A Response to Kevin Jon Heller by Gabriella Blum
First of all, let me express my thanks to Professor Heller for his exceptionally careful and thoughtful reading, as well as for his insightful commentary. It is also a very generous reading, for which I am grateful. I am especially pleased at the opportunity to respond to his comments, as I think they raise a crucial issue.
The main theme of Prof. Heller’s commentary is the difficulty, perhaps impossibility, of maintaining the separation between the jus in bello and the jus ad bellum. The notion that the rules of war should apply equally to all sides – regardless of whether any party’s entry into the war was right or wrong at the outset – has been a feature of Just War doctrine since Grotius (who himself built on the Scholastics), but remains intensely debated even today. Prof. Heller illustrates persuasively how, as we consider raising the humanitarian obligations of stronger parties in wartime (thereby importing greater moral content, in terms of our theory of global justice, into IHL itself), ignoring the comparative justness of the parties’ causes becomes even less normatively attractive.

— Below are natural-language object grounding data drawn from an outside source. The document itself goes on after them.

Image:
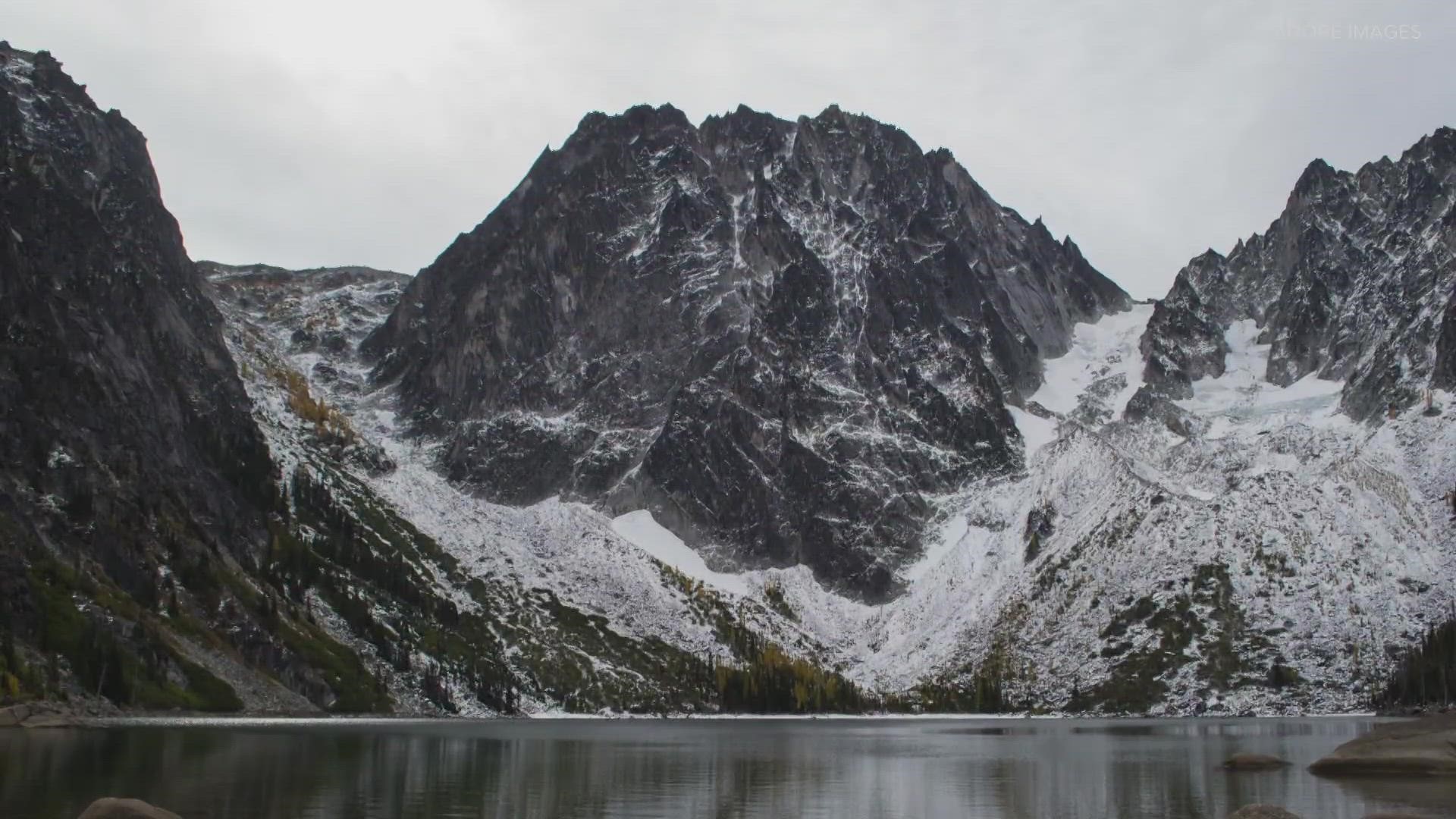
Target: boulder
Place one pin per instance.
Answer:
(12, 716)
(50, 720)
(1417, 748)
(1253, 763)
(1261, 812)
(112, 808)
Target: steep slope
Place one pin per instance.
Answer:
(128, 464)
(1354, 281)
(187, 523)
(456, 604)
(774, 335)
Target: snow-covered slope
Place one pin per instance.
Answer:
(530, 575)
(1270, 558)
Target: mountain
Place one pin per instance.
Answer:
(1353, 281)
(777, 335)
(755, 416)
(127, 455)
(188, 521)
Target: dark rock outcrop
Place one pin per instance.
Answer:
(1354, 281)
(112, 808)
(1263, 812)
(1254, 763)
(1414, 748)
(777, 335)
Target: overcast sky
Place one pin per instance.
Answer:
(308, 133)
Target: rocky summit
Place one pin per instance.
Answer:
(1354, 281)
(746, 416)
(777, 335)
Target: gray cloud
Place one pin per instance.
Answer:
(306, 133)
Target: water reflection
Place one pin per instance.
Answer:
(824, 768)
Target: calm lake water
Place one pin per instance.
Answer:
(677, 768)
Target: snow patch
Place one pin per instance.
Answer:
(644, 532)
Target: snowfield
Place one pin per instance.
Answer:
(1276, 541)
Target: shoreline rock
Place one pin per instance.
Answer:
(112, 808)
(1263, 812)
(1414, 748)
(1254, 763)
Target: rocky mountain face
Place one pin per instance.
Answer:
(126, 439)
(1354, 281)
(778, 337)
(810, 349)
(188, 518)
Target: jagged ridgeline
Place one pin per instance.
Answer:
(158, 550)
(777, 335)
(1354, 281)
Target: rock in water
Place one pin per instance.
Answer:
(1419, 748)
(1261, 812)
(777, 335)
(112, 808)
(1254, 763)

Indeed, as Prof. Heller surmised, I am generally sympathetic to his position. I agree that it is difficult to accept the complete divorce of the jus in bello from the jus ad bellum as a moral matter; this is especially true concerning the equal status of combatants, i.e., that no soldier commits a crime when he fights other soldiers, even if he fights an unjust war. Unless we believe that individuals bear no moral responsibility whatsoever for their government’s actions, there is something intuitively disconcerting about supposing we can judge how a soldier fights entirely independently of whether he should be fighting at all. (In a different piece, I also argued that soldiers’ lives in general should be granted more protection than under current IHL.) And precisely for the moral incoherence of the dualist model, I think that in reality our assessments of the jus ad bellum do often affect our evaluations of the jus in bello; we might do well to acknowledge this openly. Overall, then, to the extent that my article supplies another arrow in the quiver of those questioning the jus ad bellum/jus in bello separation, I am quite comfortable.

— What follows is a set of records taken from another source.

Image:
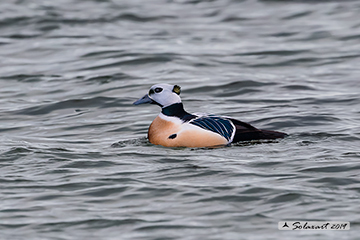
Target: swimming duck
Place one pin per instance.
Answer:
(174, 127)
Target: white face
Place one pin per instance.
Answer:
(165, 94)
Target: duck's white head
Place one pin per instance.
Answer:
(161, 94)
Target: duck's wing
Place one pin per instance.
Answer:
(246, 132)
(216, 124)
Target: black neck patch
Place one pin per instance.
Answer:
(177, 110)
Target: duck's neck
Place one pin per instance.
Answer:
(177, 110)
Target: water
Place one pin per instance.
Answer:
(75, 161)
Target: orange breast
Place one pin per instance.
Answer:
(191, 136)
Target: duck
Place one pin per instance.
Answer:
(175, 127)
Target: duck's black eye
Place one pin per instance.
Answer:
(157, 90)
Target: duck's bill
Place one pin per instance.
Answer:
(144, 99)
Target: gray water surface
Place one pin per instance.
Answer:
(75, 162)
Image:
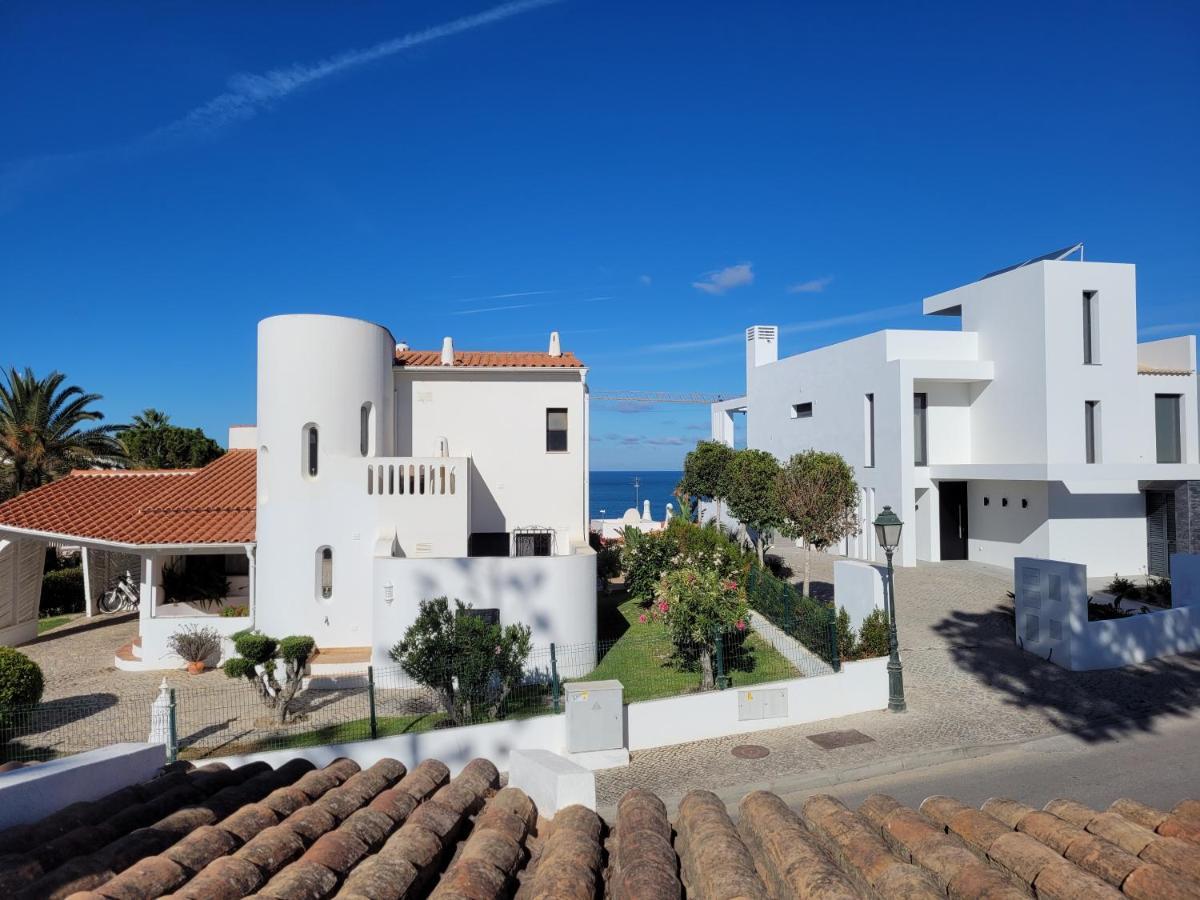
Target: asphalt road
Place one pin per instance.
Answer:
(1158, 767)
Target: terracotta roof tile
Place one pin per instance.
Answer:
(209, 505)
(490, 359)
(381, 832)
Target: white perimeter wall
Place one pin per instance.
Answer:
(861, 687)
(499, 420)
(556, 597)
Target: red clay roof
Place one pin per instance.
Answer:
(209, 505)
(490, 359)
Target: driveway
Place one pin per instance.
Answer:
(966, 682)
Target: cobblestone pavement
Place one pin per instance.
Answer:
(966, 682)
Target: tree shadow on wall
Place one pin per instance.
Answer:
(1097, 706)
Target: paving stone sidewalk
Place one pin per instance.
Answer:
(967, 685)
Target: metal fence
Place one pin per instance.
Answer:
(214, 715)
(810, 622)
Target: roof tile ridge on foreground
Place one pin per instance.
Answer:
(388, 833)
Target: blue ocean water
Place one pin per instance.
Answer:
(613, 492)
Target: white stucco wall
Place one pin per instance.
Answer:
(553, 595)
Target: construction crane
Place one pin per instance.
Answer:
(659, 397)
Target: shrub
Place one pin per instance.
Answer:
(697, 607)
(468, 661)
(256, 661)
(61, 592)
(874, 636)
(21, 682)
(195, 643)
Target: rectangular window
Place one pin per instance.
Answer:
(869, 413)
(1091, 425)
(919, 430)
(556, 431)
(1168, 427)
(1091, 329)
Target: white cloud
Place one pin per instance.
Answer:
(814, 286)
(731, 276)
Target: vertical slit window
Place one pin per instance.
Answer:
(1091, 412)
(1168, 429)
(325, 573)
(556, 431)
(921, 429)
(869, 412)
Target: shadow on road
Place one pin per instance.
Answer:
(1097, 706)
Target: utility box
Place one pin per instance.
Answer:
(594, 717)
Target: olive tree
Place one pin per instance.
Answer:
(703, 472)
(751, 492)
(820, 498)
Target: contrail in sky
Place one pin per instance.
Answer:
(246, 96)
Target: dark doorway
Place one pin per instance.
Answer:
(953, 519)
(1159, 532)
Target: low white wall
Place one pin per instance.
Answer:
(556, 597)
(33, 792)
(858, 588)
(1051, 617)
(859, 688)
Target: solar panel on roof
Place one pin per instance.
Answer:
(1053, 255)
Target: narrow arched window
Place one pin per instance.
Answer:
(325, 573)
(366, 423)
(311, 448)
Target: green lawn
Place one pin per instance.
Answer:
(52, 622)
(642, 657)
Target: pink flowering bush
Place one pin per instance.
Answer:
(695, 605)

In some sense, though, the main purpose of my article was to take on a narrower question – namely, whether power disparities (alone) might be sufficient grounds to treat belligerent parties differently under IHL. This particular challenge to the equal application principle had never before been addressed in the IHL literature, although it had received attention in other areas of international law. By focusing solely on power and resources, my aim was to explore a new argument with regard to armed conflict, as well as to set up a “controlled” test of the degree to which analogies between IHL and other fields (such as environment and trade) seem plausible.

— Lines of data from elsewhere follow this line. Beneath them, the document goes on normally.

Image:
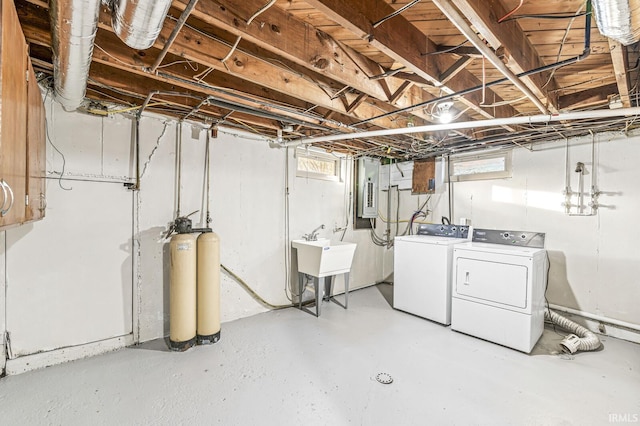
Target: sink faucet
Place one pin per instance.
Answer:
(313, 236)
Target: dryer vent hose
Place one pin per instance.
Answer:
(581, 339)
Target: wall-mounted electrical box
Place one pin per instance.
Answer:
(368, 180)
(401, 175)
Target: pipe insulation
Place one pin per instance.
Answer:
(73, 29)
(618, 19)
(138, 22)
(581, 339)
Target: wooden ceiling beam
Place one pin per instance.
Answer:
(589, 97)
(619, 58)
(402, 41)
(520, 55)
(193, 46)
(277, 31)
(458, 66)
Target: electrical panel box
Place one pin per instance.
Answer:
(368, 181)
(396, 174)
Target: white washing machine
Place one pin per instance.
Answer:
(422, 271)
(499, 284)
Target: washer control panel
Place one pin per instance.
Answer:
(511, 238)
(437, 230)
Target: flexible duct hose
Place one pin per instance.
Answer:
(581, 339)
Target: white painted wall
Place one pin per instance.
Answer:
(119, 234)
(595, 261)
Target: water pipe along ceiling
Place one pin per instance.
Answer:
(291, 70)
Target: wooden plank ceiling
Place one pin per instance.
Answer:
(318, 67)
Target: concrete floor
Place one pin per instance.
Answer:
(289, 368)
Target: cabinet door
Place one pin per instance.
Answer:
(36, 146)
(13, 105)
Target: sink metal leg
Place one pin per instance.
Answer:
(329, 291)
(300, 289)
(319, 284)
(328, 287)
(346, 289)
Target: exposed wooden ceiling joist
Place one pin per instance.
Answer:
(520, 55)
(402, 41)
(620, 59)
(323, 67)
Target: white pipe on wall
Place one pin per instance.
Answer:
(542, 118)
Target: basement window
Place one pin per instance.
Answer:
(478, 167)
(317, 165)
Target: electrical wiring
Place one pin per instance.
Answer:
(451, 49)
(64, 159)
(382, 242)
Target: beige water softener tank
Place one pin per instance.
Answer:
(182, 292)
(208, 327)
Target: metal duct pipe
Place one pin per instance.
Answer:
(581, 338)
(73, 30)
(138, 22)
(618, 19)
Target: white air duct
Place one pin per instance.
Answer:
(138, 22)
(618, 19)
(581, 339)
(73, 30)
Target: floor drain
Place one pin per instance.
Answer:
(384, 378)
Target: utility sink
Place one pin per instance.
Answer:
(323, 258)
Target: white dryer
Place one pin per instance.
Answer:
(422, 271)
(499, 284)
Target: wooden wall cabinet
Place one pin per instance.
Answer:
(22, 132)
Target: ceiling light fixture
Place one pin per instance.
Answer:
(445, 115)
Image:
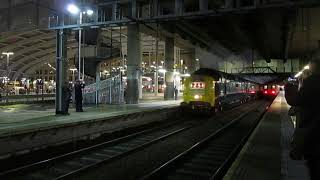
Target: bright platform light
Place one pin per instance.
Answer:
(73, 9)
(89, 12)
(298, 74)
(162, 70)
(7, 53)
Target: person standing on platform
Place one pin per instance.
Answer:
(176, 92)
(307, 99)
(67, 94)
(78, 96)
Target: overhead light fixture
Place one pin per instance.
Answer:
(298, 74)
(162, 70)
(73, 9)
(7, 53)
(89, 12)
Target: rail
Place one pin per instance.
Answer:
(211, 157)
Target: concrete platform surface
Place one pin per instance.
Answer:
(266, 155)
(25, 117)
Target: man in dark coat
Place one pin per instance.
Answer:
(67, 94)
(78, 96)
(307, 100)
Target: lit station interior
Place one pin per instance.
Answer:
(170, 89)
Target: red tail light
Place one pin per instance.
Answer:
(197, 85)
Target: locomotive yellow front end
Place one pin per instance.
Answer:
(199, 93)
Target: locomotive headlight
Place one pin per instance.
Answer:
(196, 96)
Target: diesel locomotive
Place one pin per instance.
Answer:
(208, 91)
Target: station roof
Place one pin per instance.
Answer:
(274, 33)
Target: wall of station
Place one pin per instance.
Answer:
(24, 15)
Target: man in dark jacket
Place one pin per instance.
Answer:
(78, 96)
(67, 94)
(307, 100)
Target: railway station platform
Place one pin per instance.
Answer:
(266, 154)
(27, 117)
(29, 127)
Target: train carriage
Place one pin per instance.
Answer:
(208, 90)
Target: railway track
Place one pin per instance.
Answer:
(211, 157)
(74, 163)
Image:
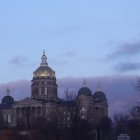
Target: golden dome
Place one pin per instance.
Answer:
(44, 70)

Ultimately, as to IHL, my sense is that differentiated obligations based on relative power stand a better chance of gaining acceptance than those tied to jus ad bellum considerations. After all, some “strong” parties might begrudgingly or even willingly accept higher standards on that basis; we see this to some extent in practice already. But “unjust” parties are unlikely ever to admit being in the wrong, much less to acquiesce in carrying heavier burdens for that reason. In other words, the same moral subjectivity that keeps the dualist model in place would render any humanitarian CDRs based on justness of cause meaningless as a matter of practice.
Still, the real dilemma implicated by Prof. Heller’s comments is this: What would happen under a hypothetical situation where there is a binding determination of the jus ad bellum question, but the disparity in power is in favor of the just party? Should heightened humanitarian obligations follow the power advantage regardless of rightness of cause? My sense is that Heller is right to suggest that the dilemmas I raise in my paper are exacerbated, even though I am not sure they become fundamentally different. Consider, for instance, the distributive justice dilemmas I point at, including the questions about who “the enemy” is and what we owe our enemies in war. The distinction between citizenry and government, the effects of democratic political associations, and concerns that an enemy government might exploit any additional assistance provided to its population all exist whether the enemy is fighting a just or an unjust war. Thus, if civilians are never my enemy, the question whether their government is fighting an unjust war should make no difference to a distributive justice paradigm that seeks greater equality in the protection of civilians on all sides of the war. If, however, we hold democratic citizenries responsible for their government’s actions, it is more difficult to morally justify increasing protection for a citizenry that supports an unjust war.
The implications of departing from a dualist model are heightened, I think, when we consider a utilitarian framework, and particularly, the concern that CDRs might invite further wars. Prof. Heller is absolutely right that once we factor in the possibility of inviting more unjust wars, this concern becomes especially grave. On the flip side, we must also consider the possibility that under the existing model of equal application, weaker parties who do have a just cause for war are deterred from pursuing it because they are unable to face their stronger aggressor. If our main goal, therefore, is reducing the overall incidence of wars, CDRs might be too risky. If, however, our goal is to prevent unjust wars, but to allow for just ones to be waged, the case against CDRs becomes ambiguous.